Pollutant fears if an incinerator is built


At least one school has not been consulted about a proposed energy park incinerator which will increase the amount of pollutants in the air.

Cory Riverside Energy is planning to add an additional incinerator plant to its current site in Belvedere but it has come under fire from MPs and wildlife trusts because it will produce harmful chemicals.

The St Augustine of Canterbury CofE School, in St Augustines Road, Belvedere, which is 1.5 miles from the proposed energy park site, had not been informed of its construction despite a report from Cory Riverside Energy stating that pollutants such as arsenic, nickel and nitrogen dioxide would increase.

Mark Alexander-Smale, principal of St Augustine School, said: “We have not been informed about this.
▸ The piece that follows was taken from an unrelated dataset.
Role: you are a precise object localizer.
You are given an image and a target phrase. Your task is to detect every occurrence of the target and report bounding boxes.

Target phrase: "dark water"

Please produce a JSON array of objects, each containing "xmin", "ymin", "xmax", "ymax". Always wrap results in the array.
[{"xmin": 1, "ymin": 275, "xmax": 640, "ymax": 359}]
My office staff are diligent in passing on things that come to school admin, so I doubt whether they have missed this.

“We were consulted about an electricity mast that was going to be erected just behind the school about three years ago and we objected to this development, which has not gone any further.

“We also requested and gained the support of Teresa Pearce, our local MP. I will then assess the risk to our stakeholders and consider petitioning against.”

Teresa Pearce, MP for Erith and Thamesmead, said: “I have registered my interest with the planning inspectorate as I am very concerned about the damage that may be done to Crossness Wildlife Park that sits alongside the Cory site.

“I also share the Mayor’s concerns that we need to be increasing recycling and reducing the amount of rubbish created and therefore I am unconvinced that this development is needed.”

Energy park incinerators take household waste and burn it at high temperatures to generate energy but there are concerns about the gases that get released into the air as a result.

Donna Zimmer, campaigner for the Crossness Wildlife Park, said: “I oppose this application due to its large visual intrusion right next to Crossness Nature Reserve and it’s effect on the biodiversity and wildlife.

“I agree with the London Mayor that London does not need more incineration as it is better to reduce waste, re-use and recycle. As a local resident I am very concerned about the pollution this energy park would create”

A spokeswoman for Thames Water said: “This proposed development would have a significant impact on the bordering Crossness Nature Reserve, which we proudly own and maintain. As custodians of the environment, protecting this valuable green space and helping the public to enjoy it is vital.”

Sir David Evennett, MP for Bexleyheath and Crayford, said: “I strongly opposed the existing Riverside Resource Recovery Facility on environmental grounds, as I was unconvinced by the need to incinerate waste so close to heavily populated areas given the effect on the environment and particularly on air quality.

“I understand the concerns that have been raised by some regarding the additional facility and the potential impact on the environment and the residents of Bexley borough, and I have therefore written to the Planning Inspectorate to ensure these concerns are fully taken into account.”

Cory Riverside Energy say there were two periods of public consultation carried out in the spring and summer of 2018, with a total of 11 public events.

Julian Walker, chief operating officer at Cory Riverside Energy, said: “Over two million tonnes of London’s non-recyclable waste is currently sent to landfill or shipped overseas, so London has a clear waste infrastructure capacity gap which urgently needs investment.

“Our proposed Energy Park will play a significant part in addressing this shortfall and is wholly policy compliant, delivering sustainable waste management, increasing renewable, low carbon energy generation and reducing greenhouse gas emissions.

We will not have any detrimental effect on the recycling targets set in adopted and emerging policy. Indeed, Cory is committed to recycling and we’ve invested significant sums in London’s recycling infrastructure.”